Tak jak mówisz :) Ja się w tym dopatruje wszystkiego po trochu, ale sęk w tym, że to dość realny wpływ. Jak się to dostrzeże to człowiek orientuje się, że wszystko jest w jego rękach, ale z drugiej strony ludzie w około korzystają na tym. Jakoś odwrotnie mi się to często nie zdarza. Aczkolwiek taki pozytywny wpływ poczułem od kilku osób (między innymi z tego forum) ale przeważnie w stopniu częściowym i niewiele takich osób jest niestety. W sposób taki na 90% to poczułem to tylko od jednej osoby w życiu (chyba). Być może to silniej działa jak to się daje niż jak to się bierze... nie wiem.
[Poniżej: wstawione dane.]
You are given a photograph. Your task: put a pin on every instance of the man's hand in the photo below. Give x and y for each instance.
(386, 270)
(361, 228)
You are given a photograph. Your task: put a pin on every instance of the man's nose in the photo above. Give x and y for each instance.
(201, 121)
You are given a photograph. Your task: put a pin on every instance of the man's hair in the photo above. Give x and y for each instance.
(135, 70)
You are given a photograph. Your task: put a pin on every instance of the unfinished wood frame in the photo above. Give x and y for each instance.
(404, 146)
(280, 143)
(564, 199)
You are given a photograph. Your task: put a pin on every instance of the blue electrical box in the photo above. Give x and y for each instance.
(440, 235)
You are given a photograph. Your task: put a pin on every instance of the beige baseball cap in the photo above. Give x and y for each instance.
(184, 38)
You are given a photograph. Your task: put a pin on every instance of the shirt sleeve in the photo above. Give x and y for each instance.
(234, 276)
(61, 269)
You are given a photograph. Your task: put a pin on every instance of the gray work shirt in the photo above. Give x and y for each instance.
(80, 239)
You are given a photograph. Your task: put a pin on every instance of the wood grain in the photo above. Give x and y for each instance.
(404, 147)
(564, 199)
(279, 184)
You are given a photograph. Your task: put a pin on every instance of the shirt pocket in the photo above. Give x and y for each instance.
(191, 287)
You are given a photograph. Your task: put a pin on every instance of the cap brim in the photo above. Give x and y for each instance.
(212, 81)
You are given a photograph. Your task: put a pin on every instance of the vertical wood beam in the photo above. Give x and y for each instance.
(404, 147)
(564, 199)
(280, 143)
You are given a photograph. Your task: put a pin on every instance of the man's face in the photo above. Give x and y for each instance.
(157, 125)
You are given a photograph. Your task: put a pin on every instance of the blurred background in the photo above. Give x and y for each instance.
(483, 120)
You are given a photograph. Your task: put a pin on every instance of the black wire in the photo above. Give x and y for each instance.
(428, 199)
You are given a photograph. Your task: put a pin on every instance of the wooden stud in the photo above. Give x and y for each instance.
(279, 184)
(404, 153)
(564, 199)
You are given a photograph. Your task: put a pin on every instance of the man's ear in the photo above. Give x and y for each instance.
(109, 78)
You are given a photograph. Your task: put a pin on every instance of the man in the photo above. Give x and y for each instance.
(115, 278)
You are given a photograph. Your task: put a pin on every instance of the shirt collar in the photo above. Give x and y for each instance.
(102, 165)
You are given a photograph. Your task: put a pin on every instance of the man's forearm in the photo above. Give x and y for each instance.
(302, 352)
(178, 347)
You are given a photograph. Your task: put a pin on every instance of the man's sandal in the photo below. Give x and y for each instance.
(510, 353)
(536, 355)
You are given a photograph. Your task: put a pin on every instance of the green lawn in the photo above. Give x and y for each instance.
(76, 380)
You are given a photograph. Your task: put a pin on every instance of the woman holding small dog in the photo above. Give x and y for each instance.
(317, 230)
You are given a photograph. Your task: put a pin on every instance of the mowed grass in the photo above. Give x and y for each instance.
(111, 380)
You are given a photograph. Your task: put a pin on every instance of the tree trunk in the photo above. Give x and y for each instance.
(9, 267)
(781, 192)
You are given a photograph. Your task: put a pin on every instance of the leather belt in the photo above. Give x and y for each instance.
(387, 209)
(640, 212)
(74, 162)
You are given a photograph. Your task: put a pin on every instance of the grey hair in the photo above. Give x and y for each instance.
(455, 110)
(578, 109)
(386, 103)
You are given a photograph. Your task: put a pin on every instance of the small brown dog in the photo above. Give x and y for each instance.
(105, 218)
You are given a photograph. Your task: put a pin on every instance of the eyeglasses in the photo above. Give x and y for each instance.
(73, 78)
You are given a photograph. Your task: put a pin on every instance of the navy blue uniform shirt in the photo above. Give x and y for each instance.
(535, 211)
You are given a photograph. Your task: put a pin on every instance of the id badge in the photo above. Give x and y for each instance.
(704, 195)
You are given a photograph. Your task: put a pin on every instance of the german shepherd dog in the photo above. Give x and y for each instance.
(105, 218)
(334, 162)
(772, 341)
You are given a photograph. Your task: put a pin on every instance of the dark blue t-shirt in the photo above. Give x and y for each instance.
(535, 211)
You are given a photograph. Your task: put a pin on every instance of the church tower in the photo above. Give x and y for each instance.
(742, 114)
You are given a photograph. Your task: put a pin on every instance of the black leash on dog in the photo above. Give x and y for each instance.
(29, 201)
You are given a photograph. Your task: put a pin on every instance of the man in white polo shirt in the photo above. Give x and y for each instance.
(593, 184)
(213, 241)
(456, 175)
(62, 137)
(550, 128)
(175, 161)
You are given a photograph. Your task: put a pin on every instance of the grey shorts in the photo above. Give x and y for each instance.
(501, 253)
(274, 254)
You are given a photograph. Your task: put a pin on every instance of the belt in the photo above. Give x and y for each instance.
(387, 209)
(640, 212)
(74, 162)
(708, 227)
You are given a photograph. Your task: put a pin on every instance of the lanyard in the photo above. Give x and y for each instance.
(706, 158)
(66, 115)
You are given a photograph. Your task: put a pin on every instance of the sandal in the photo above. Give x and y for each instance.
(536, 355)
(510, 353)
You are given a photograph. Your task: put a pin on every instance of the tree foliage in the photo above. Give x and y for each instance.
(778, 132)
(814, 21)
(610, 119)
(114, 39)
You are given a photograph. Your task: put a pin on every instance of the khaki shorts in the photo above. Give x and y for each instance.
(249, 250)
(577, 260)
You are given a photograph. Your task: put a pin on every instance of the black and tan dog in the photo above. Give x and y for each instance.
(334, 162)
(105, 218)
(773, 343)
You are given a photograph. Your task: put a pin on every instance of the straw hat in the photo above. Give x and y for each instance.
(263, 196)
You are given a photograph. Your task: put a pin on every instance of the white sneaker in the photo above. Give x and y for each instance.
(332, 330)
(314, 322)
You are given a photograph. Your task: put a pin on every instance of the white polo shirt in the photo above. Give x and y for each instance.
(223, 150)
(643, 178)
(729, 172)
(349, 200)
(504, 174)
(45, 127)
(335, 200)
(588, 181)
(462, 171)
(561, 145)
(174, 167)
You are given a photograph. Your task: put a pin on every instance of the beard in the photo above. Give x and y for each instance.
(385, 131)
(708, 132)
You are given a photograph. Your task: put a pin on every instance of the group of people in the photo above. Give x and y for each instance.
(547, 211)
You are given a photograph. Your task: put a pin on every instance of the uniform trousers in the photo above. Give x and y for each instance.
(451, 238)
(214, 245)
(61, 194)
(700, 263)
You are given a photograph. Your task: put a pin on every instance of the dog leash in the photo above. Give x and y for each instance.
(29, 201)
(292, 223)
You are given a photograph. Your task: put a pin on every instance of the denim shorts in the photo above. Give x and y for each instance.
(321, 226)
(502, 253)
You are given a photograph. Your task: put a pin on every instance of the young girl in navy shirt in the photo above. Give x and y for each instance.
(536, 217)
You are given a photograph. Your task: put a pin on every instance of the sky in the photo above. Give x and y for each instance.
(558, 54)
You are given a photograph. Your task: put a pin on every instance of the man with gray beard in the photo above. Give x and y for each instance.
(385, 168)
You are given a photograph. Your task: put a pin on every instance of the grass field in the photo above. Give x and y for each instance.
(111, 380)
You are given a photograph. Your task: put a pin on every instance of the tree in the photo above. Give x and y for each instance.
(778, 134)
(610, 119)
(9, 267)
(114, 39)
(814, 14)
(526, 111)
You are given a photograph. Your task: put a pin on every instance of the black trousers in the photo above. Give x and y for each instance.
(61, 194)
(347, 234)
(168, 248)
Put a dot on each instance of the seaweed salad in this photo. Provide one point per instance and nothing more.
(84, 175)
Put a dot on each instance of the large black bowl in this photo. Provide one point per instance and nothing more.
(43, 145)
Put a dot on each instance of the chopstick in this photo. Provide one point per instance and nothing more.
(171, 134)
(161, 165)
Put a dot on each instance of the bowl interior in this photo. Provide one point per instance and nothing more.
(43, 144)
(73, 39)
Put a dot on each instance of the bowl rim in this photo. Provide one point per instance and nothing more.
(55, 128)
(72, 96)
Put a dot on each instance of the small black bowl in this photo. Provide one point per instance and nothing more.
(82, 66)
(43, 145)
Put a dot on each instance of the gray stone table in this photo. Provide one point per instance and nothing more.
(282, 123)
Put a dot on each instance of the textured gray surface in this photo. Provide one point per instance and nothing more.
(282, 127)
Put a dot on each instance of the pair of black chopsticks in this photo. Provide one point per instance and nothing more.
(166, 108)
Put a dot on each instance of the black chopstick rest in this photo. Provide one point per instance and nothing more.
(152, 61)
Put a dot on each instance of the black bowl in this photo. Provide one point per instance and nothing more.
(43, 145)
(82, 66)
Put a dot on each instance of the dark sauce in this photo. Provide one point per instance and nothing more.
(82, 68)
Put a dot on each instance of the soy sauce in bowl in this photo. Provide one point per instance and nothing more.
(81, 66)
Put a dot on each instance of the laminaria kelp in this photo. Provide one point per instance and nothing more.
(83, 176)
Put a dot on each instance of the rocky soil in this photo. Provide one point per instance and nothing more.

W każdym razie każdemu tego życzę. :yes:
Taki jest kres wszelkiego gejdżu: wola gejdżowania.

Awatar użytkownika
zamek
Posty: 697
Rejestracja: śr maja 01, 2013 9:06 pm
Lokalizacja: Łódź
Kontakt:
Re: Mariuszstr pozdrawia ;-)

Post autor: zamek » czw lis 20, 2014 11:32 pm

Prometeusz pisze: strony ludzie w około korzystają na tym
To chyba dobrze. :) Nie czujesz się jak Bóg, możesz wszystko :)
Dostaję to co najlepsze :)

https://bajka107.blogspot.com

Awatar użytkownika
Prometeusz
Posty: 1848
Rejestracja: pt kwie 20, 2012 9:21 am
Re: Mariuszstr pozdrawia ;-)

Post autor: Prometeusz » ndz lis 23, 2014 3:31 am

Tak po prostu się dzieje. Dobrze wiedzieć jak to działa. :)
Taki jest kres wszelkiego gejdżu: wola gejdżowania.

Awatar użytkownika
Calineczka
Posty: 72
Rejestracja: śr gru 17, 2014 12:46 am
Re: Mariuszstr pozdrawia ;-)

Post autor: Calineczka » śr gru 17, 2014 12:50 am

Mariusz
kobieca intuicja ;) podpowiada mi, że mógłbyś się zainteresować również recall healing.